Trotse mensen krijgen al snel het verwijt dat ze ijdel zijn. Filosoof Frans Jacobs neemt het voor ze op: ‘Trots is een motivatie om je talenten verder te ontwikkelen.’
Dit artikel is exclusief voor abonnees
‘Sporters accepteren toch ook hun prijs? Waarom zouden we niet wat meer trots kweken op andere prestaties?’ Trots vatten we snel op als arrogantie of zelfs als hoogmoed, vertelt Frans Jacobs. En bescheidenheid is in onze samenleving een deugd. Jacobs, filosoof aan de Universiteit van Amsterdam, keert zich tegen die manier van denken: ‘Trots is belangrijk: het is een motivatie om opnieuw aan de slag te gaan en je talenten verder te ontwikkelen.’
Onze afkeer van een trotse houding heeft volgens Jacobs christelijke wortels. ‘De kerk heeft altijd een ethiek van bescheidenheid gepropageerd.’ Die veroordeling van grootsheid en ambitie heeft ons diep gevormd. ‘Tot op de dag van vandaag kunnen wij daardoor niet goed omgaan met trots.’ Die houding dragen we over aan de volgende generatie. ‘Kinderen leren dat ze zich niet moeten laten voorstaan op wat ze kunnen. Ze behoren vooral niet op te scheppen over hun prestaties op school, over de muziek die ze maken of over welke andere talenten dan ook. Alleen sportprestaties, daar mogen ze trots op zijn. Waarom kan dat op andere terreinen niet?’
Door de afwijzing van trots worden kinderen niet meer uitgedaagd.

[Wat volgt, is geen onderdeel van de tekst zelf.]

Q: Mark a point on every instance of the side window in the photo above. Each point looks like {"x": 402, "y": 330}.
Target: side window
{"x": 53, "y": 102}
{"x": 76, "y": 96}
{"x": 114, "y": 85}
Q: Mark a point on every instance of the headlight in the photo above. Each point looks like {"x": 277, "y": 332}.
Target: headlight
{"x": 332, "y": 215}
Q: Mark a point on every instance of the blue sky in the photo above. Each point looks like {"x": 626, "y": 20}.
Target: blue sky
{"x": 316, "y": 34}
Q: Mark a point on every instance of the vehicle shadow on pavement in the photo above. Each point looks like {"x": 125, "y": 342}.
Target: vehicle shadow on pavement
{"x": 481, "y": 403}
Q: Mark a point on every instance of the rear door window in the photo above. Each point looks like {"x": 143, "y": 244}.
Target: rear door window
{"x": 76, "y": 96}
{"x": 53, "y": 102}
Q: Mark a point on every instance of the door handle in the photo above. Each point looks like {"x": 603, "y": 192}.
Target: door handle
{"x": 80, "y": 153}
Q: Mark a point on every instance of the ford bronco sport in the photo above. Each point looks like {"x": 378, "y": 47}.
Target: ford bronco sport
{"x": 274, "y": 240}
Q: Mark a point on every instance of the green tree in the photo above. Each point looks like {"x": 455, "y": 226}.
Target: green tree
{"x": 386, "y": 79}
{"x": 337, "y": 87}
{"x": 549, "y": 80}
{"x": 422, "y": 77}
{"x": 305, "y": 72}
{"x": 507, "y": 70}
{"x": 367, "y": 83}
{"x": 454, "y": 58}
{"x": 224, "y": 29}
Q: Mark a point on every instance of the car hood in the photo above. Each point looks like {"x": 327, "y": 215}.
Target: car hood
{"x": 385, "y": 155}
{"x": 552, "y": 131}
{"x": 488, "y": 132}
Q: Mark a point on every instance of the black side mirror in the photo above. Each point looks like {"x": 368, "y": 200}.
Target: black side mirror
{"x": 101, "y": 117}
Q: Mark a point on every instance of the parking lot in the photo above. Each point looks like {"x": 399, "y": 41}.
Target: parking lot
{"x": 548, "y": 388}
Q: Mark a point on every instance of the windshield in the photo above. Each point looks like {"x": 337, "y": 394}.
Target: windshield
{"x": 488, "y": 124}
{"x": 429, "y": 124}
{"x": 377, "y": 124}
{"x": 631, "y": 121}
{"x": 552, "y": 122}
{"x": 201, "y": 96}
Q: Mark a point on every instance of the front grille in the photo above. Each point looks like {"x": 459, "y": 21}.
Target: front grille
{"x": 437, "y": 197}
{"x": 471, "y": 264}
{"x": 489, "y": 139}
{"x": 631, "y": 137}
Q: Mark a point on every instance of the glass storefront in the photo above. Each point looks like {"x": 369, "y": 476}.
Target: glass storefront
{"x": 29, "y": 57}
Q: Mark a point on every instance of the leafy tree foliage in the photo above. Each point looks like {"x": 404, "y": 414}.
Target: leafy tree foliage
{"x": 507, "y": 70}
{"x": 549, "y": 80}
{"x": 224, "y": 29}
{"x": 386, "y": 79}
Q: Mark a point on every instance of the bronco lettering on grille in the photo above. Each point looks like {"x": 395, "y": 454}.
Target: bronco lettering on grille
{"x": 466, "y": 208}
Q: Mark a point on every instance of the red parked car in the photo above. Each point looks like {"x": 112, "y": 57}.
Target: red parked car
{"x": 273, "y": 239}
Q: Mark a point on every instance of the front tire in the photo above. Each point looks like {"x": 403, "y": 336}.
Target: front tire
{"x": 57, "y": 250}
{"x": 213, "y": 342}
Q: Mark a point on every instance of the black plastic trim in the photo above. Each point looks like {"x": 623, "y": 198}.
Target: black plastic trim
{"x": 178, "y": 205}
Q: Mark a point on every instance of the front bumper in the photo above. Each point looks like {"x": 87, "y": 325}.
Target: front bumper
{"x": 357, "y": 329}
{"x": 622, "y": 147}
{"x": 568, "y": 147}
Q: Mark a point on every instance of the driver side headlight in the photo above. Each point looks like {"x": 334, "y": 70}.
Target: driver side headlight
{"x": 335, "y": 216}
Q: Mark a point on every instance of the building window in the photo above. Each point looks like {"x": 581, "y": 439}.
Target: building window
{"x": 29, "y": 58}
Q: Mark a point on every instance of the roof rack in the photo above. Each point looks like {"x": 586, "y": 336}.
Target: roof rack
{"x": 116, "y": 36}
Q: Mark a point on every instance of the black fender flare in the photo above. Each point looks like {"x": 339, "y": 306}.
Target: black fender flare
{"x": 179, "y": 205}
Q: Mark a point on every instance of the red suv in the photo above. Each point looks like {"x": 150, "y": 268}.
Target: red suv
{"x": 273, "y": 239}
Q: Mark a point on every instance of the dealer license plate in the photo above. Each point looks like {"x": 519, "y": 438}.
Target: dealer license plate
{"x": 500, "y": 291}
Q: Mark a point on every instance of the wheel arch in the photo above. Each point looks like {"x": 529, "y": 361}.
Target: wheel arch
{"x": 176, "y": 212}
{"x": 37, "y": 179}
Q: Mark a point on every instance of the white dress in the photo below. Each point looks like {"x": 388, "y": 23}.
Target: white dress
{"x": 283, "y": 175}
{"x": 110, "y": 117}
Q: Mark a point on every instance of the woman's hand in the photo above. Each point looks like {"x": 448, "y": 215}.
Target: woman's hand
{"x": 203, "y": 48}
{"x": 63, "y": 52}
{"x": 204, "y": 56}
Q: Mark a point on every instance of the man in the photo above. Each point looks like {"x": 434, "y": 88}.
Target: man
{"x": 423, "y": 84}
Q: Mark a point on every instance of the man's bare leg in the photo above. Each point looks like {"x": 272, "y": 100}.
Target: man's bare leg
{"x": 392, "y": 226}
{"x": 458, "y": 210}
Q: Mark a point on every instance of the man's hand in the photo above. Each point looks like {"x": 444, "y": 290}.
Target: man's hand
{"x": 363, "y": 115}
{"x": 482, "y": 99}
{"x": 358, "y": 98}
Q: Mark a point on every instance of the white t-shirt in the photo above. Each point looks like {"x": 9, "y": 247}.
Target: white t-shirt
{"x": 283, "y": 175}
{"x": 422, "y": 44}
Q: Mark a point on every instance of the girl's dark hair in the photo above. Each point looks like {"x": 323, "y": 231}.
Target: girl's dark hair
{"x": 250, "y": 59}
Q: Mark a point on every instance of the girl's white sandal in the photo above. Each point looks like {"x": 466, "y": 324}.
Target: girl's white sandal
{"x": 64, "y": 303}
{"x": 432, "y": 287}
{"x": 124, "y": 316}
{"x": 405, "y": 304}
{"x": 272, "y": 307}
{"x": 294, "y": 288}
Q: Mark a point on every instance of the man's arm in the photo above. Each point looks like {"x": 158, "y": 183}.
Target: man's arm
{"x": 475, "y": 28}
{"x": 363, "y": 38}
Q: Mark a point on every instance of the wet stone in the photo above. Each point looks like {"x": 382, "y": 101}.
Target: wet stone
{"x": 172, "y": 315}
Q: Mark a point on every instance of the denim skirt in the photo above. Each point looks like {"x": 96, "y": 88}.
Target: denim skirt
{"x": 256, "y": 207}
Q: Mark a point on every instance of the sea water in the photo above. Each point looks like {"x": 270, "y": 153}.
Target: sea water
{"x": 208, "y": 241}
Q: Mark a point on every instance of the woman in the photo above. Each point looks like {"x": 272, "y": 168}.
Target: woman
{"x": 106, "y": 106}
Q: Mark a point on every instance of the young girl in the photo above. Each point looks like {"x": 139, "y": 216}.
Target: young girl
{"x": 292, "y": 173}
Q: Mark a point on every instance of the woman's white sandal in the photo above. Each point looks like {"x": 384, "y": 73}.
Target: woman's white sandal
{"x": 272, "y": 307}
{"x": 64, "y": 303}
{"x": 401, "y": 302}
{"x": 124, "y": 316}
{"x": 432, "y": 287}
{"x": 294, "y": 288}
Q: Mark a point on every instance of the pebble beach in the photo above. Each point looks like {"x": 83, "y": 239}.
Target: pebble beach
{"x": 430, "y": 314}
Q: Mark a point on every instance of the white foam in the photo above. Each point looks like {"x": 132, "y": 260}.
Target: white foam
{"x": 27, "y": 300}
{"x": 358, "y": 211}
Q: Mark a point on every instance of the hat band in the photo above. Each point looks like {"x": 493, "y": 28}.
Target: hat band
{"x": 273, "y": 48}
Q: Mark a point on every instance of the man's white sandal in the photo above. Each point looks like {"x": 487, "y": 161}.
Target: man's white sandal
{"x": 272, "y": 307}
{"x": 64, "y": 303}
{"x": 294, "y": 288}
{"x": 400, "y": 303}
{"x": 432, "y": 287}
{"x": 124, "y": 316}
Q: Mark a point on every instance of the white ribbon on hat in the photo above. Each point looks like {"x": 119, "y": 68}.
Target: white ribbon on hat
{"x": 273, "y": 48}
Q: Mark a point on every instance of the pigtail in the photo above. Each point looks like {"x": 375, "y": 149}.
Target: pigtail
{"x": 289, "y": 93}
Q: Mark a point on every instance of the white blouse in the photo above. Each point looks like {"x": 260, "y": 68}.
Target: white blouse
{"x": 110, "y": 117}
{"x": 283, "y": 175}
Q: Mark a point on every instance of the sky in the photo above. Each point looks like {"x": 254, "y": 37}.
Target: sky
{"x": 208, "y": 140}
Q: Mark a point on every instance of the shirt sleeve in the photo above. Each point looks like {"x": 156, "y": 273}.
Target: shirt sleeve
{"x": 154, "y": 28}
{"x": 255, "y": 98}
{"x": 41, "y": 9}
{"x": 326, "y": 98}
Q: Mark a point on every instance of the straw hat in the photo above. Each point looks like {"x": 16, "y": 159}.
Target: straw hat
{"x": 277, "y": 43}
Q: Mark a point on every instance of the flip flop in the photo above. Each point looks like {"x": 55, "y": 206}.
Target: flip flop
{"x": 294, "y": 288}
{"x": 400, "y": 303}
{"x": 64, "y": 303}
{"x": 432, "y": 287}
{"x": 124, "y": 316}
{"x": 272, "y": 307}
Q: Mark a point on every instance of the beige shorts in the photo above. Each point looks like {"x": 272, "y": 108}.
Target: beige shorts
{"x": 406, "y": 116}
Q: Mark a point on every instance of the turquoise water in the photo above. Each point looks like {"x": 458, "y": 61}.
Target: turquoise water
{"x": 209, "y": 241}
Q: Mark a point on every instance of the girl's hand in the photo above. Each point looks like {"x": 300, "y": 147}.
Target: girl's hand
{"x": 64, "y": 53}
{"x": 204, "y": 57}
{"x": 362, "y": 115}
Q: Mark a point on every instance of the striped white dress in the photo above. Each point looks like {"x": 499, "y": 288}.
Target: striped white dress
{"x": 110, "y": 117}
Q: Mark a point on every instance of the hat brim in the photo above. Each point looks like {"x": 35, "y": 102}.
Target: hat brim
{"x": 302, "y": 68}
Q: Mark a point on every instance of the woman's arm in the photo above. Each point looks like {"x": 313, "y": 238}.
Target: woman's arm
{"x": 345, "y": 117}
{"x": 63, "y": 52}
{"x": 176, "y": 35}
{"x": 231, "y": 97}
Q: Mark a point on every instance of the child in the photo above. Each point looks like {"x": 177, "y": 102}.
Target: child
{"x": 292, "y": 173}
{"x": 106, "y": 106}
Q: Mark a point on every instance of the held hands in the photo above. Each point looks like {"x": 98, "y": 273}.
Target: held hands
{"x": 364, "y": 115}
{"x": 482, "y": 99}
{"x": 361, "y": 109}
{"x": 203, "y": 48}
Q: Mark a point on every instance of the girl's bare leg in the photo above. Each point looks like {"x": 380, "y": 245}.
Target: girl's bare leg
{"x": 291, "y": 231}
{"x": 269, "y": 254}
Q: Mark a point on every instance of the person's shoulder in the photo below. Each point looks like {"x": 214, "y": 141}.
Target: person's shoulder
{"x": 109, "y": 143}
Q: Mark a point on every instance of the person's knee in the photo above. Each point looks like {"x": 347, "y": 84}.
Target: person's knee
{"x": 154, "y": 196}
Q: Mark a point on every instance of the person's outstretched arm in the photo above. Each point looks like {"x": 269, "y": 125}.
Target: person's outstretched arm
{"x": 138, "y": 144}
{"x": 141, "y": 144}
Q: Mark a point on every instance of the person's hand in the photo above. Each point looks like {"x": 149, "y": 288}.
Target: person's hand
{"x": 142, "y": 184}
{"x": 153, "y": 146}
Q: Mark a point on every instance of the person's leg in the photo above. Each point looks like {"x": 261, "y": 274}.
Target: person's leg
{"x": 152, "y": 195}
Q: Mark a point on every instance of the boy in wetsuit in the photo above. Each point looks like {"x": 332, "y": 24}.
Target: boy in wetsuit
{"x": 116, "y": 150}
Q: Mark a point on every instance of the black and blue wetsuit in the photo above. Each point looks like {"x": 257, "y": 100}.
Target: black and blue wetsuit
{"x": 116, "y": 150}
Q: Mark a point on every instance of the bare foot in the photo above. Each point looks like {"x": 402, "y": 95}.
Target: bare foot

Ze nemen genoegen met eenvoudig te verkrijgen plezier: ‘Ze gaan zich onherroepelijk vervelen. Passief plezier, zoals voetbal kijken, leidt tot gewenning en daardoor wordt het op den duur saai.’ Als kinderen zich moeten inspannen, kunnen ze pas echt genieten. Dat geeft een diep gevoel van voldoening. ‘Het geeft je een geweldig groot genoegen. Het maakt je gelukkig, of gelukkiger. Geluk is niet iets wat je rechtstreeks kunt nastreven. Het is een neveneffect van een geslaagd project.’
Morele grandeur
We moeten we af van onze cultuur van middelmaat, betoogt Jacobs dan ook in zijn recent verschenen boek Een filosofie van emoties en verlangens. En we moeten onze kinderen leren te streven naar een grootser leven. Vóór de komst van het christendom was dat de standaard, zegt hij: ‘Bij Aristoteles, bijvoorbeeld, was grootsheid de belangrijkste van alle deugden. “Morele grandeur”, megalothymia, noemde hij het zelf. In zijn tijd was het vanzelfsprekend om trots te zijn op je prestaties. En zijn tijdgenoten verwachtten ook bewondering van anderen als ze iets bijzonders hadden gepresteerd.’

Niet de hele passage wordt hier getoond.